Nitekim şöyle buyurur:
“Allah ile oturup kakmak isteyen kişi, velîler huzurunda otursun.
Velîlerin huzurundan kesilirsen, helak oldun gitti. Çünkü sen, küllî olmayan bir cüzsün. Şeytan, birisini kerem sahiplerinden ayırırsa onu, kimsiz, kimsesiz bir hâle kor, o hâlde de bulunca başını yer, mahvedip gider.” “Velîlerin huzurundan uz aklaşman hakikatte Allah ’dan uzaklaşmandır. ”
“Mânâ ehliyle düş kalk ki, hem atâ ve ihsan elde edesin, hem defetâ (yiğit, cömert) olasın.
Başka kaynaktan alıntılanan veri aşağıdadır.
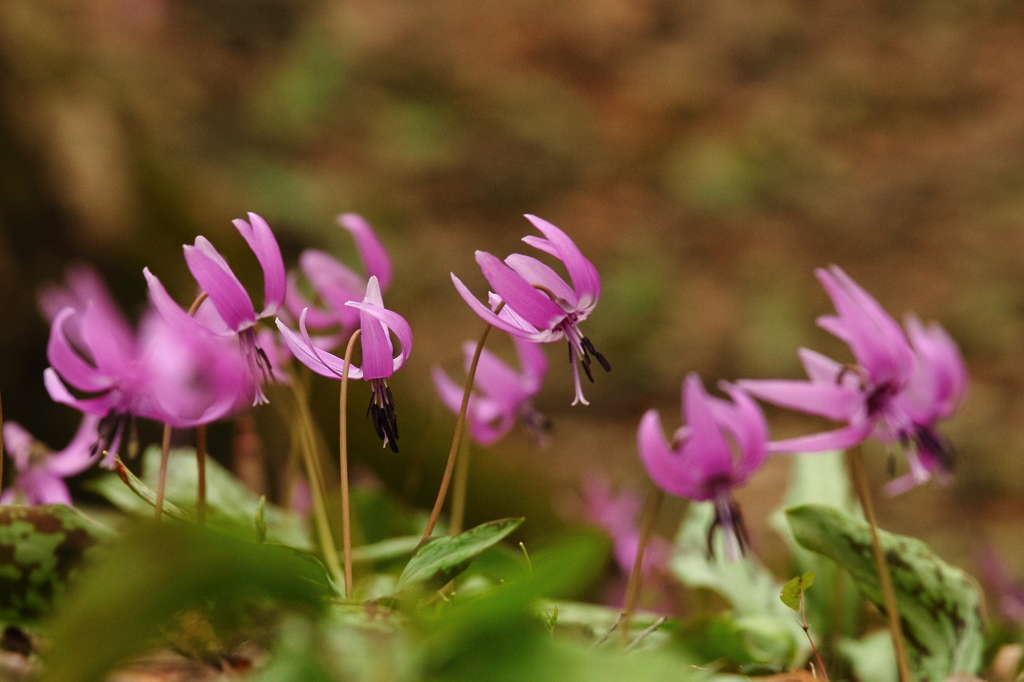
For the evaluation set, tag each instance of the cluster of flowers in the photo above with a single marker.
(188, 368)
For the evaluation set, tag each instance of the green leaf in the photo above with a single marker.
(444, 558)
(793, 592)
(938, 604)
(41, 553)
(747, 585)
(156, 571)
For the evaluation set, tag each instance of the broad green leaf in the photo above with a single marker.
(156, 571)
(41, 552)
(793, 592)
(747, 585)
(444, 558)
(938, 604)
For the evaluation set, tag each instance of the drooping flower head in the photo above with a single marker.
(377, 325)
(896, 391)
(721, 444)
(164, 373)
(40, 470)
(336, 284)
(232, 311)
(503, 394)
(534, 302)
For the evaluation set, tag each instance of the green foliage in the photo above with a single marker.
(155, 571)
(793, 591)
(443, 558)
(759, 628)
(938, 604)
(41, 552)
(229, 503)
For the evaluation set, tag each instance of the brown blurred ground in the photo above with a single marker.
(707, 156)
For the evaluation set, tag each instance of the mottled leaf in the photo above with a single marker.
(41, 552)
(444, 558)
(938, 604)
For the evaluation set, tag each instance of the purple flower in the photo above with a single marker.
(504, 393)
(336, 284)
(616, 514)
(40, 470)
(180, 377)
(233, 312)
(537, 303)
(377, 324)
(897, 390)
(699, 464)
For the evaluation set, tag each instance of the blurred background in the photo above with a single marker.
(706, 156)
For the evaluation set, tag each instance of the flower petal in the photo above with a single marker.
(373, 253)
(585, 279)
(260, 239)
(217, 280)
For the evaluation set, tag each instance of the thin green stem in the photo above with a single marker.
(308, 448)
(636, 576)
(165, 452)
(457, 438)
(346, 521)
(460, 488)
(888, 594)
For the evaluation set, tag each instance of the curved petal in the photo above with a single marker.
(834, 401)
(373, 253)
(666, 468)
(538, 273)
(217, 280)
(488, 316)
(260, 239)
(586, 281)
(69, 364)
(529, 303)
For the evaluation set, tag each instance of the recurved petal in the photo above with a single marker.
(835, 401)
(529, 303)
(669, 471)
(585, 279)
(73, 367)
(373, 253)
(260, 239)
(217, 280)
(488, 316)
(539, 273)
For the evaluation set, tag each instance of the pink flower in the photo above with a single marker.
(698, 464)
(377, 324)
(539, 305)
(40, 470)
(233, 312)
(503, 393)
(336, 284)
(897, 391)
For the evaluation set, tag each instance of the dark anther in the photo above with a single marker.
(589, 347)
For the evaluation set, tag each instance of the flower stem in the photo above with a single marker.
(308, 446)
(636, 576)
(459, 491)
(201, 473)
(165, 452)
(457, 438)
(888, 594)
(346, 521)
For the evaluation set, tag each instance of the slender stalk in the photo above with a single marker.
(308, 448)
(346, 521)
(201, 473)
(165, 452)
(888, 594)
(457, 438)
(636, 576)
(460, 488)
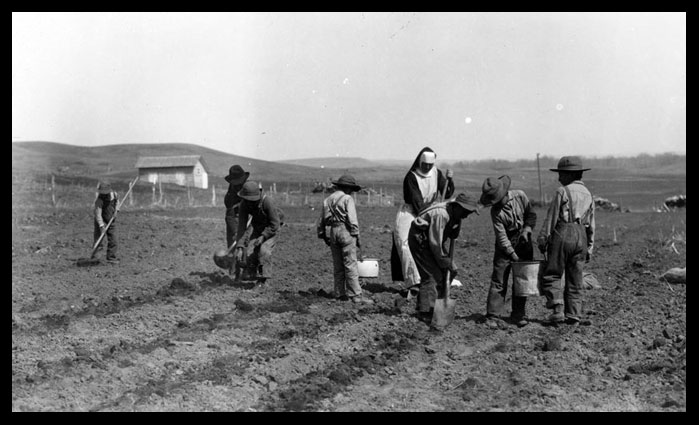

Bu cisimde mânâsız can; hilâfsız, kılıf içinde tahta kılıç gibidir.
Kılıfta bulundukça kıymetlidir. Çıkınca yakmaya yarar bir alet olur.
Tahta kılıcı muharebeye götürme, âh u figâna düşmemek için önce bir kere muayene et; Eğer tahtadansa, yürü başkasını ara; eğer elmassa sevinerek ileri gel!
Elmas kılıç, velîlerin silâh deposundadır. Onları görmek size kimyadır.
Bütün bilenler, ancak ve ancak bunu böyle demişlerdir: Bilen, âlemlere rahmettir. Gülen nar bahçeyi güldürür. Erler sohbeti
de seni erlerden eder.
Katı taş ve mermer bile olsan, gönül sahibine erişirsen cevher olursun.
Temizlerin muhabbetini tâ canının içine dik. Gönlü hoş olanların muhabbetinden başka muhabbetlere gönül verme.
Ümitsizlik diyarına gitme, ümitler var. Karanlığa varma, güneşler var.
Gönül, seni, gönül ehlinin diyarına; ten, seni su ve çamur hapsine çeker.
Agâh ol, bir gönüldeşten gönül gıdasını al, onunla gönlünü gıdalandır. Yürü, ikbâli bir ikbâl sahibinden öğren.”